The presence of a third political force, the BJP, has added a new dimension to this structure, though its significance is best understood in terms of margins rather than outright victories. Even modest increases in vote share have begun to affect the outcome in closely contested constituencies, introducing an additional layer of complexity into what was once a more predictable bipolar contest. This has required both major alliances to adjust their strategies, particularly in seats where small shifts can alter the final result.

Campaigning itself reflects these structural differences. Large rallies and central messaging remain part of the electoral landscape, but they are supplemented by sustained, detailed engagement at the local level. House visits, small meetings, and repeated interactions form the backbone of the campaign. The objective is not to introduce new information but to reinforce credibility and maintain presence. By the time the campaign reaches its final stages, most voters have already formed their preferences, and the role of campaigning is largely to consolidate rather than persuade.

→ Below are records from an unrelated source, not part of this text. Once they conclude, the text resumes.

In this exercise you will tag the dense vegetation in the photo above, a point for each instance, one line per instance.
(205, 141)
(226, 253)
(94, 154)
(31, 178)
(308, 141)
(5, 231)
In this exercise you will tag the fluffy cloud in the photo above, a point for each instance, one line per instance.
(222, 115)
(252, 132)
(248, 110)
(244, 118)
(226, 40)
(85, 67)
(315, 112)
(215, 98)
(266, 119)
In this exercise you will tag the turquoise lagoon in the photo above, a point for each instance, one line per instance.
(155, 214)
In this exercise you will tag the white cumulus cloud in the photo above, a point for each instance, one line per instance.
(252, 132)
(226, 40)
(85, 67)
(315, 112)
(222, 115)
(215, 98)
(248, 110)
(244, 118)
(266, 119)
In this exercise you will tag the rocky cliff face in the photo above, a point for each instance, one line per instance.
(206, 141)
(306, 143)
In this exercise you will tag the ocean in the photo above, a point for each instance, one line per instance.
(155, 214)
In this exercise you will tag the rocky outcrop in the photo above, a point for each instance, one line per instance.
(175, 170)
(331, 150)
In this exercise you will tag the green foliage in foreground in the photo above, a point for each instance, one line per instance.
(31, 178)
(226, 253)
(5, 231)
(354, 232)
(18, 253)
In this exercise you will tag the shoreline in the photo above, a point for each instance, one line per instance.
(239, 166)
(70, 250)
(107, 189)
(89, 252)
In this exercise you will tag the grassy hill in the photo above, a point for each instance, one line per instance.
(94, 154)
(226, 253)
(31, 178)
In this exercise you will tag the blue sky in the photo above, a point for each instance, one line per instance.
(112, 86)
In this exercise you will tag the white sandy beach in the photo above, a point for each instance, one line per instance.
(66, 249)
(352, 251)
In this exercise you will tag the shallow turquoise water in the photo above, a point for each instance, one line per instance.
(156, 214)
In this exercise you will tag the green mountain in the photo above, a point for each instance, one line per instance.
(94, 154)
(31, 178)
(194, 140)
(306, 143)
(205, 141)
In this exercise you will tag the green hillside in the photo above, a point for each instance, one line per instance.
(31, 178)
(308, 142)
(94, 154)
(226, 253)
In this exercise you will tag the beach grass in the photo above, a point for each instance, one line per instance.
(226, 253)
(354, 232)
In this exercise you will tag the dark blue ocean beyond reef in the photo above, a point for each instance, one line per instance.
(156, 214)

The closing phase, marked by public displays such as ‘Kottikalasham’, serves as a visual culmination of this process. It is less about changing minds and more about signalling momentum, offering both cadres and voters a sense of how the contest is unfolding.

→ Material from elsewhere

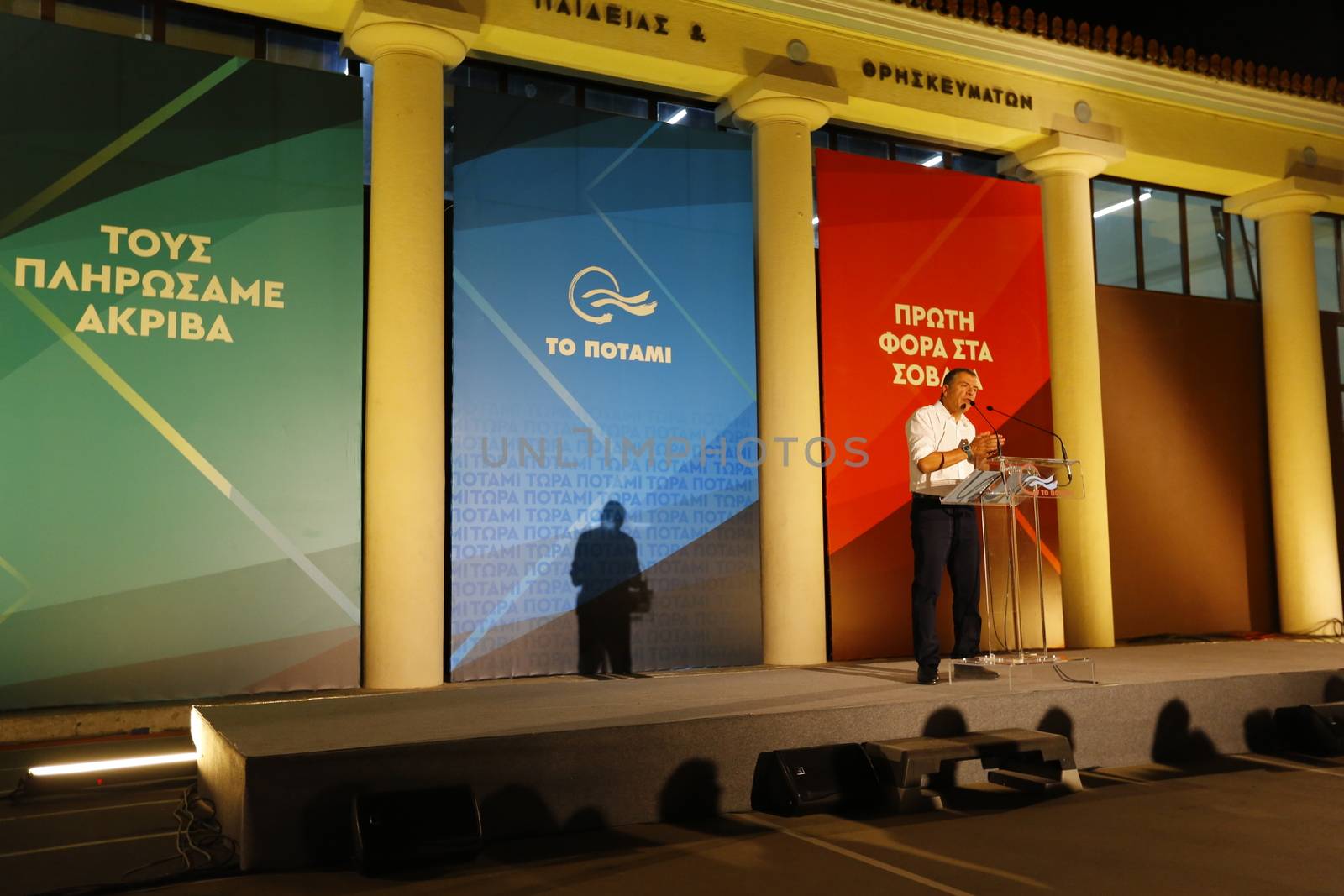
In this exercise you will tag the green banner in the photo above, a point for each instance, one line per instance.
(181, 372)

What emerges from all of this is a political environment in which elections are driven not by a single factor but by the interplay of multiple considerations, carefully weighed by the voter. The absence of dramatic swings does not indicate a lack of change, but rather a more measured and deliberate form of political decision-making.

For a political consultant accustomed to the dynamics of northern India, the lesson is straightforward but not easy to implement. Kerala does not reward simplification. It requires a campaign to engage with voters who are attentive to detail, conscious of performance, and unwilling to separate political choice from lived experience.

Kerala is a reminder that electoral behaviour in India is not uniform, contrary to the popular judgment.